Fui con mi hermano pequeño y nos encontramos a Jacques frente al número 25 de la Rue Bayard, en Toulouse.

Llegó con un abrigo gris y un sombrero de fieltro, y una pipa en la comisura de los labios. Tiró su periódico a la papelera clavada en la farola; no lo recogí porque no era ésa la consigna; tenía que esperar a que me preguntara la hora. Él se paró a nuestra altura, nos miró y, cuando le respondí que mi reloj no funcionaba, dijo que se llamaba Jacques y me preguntó cuál de nosotros dos era Jeannot. Di un paso adelante.

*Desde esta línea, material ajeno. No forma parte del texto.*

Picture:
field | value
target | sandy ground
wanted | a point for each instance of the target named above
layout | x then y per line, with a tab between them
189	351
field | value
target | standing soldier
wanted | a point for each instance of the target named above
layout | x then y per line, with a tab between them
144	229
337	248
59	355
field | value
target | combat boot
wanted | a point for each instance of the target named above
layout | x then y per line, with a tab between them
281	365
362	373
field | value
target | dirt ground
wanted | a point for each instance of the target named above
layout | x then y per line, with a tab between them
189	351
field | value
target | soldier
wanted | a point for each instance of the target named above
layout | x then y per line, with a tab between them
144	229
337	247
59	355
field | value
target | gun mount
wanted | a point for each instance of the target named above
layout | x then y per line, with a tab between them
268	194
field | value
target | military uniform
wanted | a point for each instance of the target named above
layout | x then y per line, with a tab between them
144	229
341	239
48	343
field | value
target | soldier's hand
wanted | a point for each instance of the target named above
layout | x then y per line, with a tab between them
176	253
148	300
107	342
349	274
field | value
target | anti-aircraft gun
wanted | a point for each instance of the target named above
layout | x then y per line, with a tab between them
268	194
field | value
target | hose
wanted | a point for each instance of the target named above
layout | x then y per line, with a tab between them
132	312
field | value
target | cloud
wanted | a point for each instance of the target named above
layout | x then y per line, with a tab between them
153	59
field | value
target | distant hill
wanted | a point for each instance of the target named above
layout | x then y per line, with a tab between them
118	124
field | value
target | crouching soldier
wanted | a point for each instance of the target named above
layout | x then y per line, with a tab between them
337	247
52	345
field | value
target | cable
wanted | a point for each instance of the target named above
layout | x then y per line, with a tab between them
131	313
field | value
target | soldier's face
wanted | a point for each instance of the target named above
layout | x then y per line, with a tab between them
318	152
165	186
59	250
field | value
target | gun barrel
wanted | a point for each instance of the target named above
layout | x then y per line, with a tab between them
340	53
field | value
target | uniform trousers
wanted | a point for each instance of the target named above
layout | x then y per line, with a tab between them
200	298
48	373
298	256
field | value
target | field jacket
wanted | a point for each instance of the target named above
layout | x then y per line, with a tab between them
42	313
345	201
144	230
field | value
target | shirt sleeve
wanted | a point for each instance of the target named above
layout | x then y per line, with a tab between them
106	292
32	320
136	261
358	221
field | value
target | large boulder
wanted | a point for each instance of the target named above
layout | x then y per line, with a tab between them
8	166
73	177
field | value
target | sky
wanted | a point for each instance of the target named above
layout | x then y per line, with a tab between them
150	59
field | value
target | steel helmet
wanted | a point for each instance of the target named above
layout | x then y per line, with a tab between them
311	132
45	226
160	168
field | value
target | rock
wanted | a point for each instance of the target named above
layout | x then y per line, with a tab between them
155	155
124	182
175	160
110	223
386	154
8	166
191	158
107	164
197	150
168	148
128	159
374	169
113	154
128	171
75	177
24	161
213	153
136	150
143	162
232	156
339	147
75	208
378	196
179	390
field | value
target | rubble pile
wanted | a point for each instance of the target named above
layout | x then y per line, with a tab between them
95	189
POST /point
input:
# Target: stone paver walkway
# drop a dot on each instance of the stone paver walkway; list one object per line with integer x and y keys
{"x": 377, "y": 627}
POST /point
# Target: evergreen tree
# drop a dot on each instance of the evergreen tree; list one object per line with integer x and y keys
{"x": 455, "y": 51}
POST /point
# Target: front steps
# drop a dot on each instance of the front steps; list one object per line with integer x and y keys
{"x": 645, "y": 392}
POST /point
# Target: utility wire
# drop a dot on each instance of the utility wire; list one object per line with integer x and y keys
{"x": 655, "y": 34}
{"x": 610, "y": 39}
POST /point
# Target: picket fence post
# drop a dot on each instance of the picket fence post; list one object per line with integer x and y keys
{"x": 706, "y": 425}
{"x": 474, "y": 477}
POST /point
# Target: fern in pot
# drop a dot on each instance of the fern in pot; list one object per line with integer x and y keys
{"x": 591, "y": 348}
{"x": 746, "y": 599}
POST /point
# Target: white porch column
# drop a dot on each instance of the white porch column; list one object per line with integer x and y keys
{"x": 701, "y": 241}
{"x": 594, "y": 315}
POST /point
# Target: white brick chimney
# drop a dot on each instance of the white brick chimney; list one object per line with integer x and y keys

Jacques reclutaba él mismo a los guerrilleros. No confiaba en nadie y tenía razón en no hacerlo. Sé que puede sonar un poco injusto, pero hay que ponerse en situación.

En ese momento, no sabía que dentro de unos pocos días un miembro de la Resistencia llamado Marcel Langer sería condenado a muerte porque un procurador francés había pedido su cabeza y la había conseguido. Y nadie en Francia, estuviera o no en la zona libre, dudaba de que ningún tribunal de justicia se atrevería a pedir la cabeza de ninguno de los guerrilleros detenidos, después de que uno de los nuestros se hubiera cargado a ese procurador frente a su casa, un domingo cuando iba a misa.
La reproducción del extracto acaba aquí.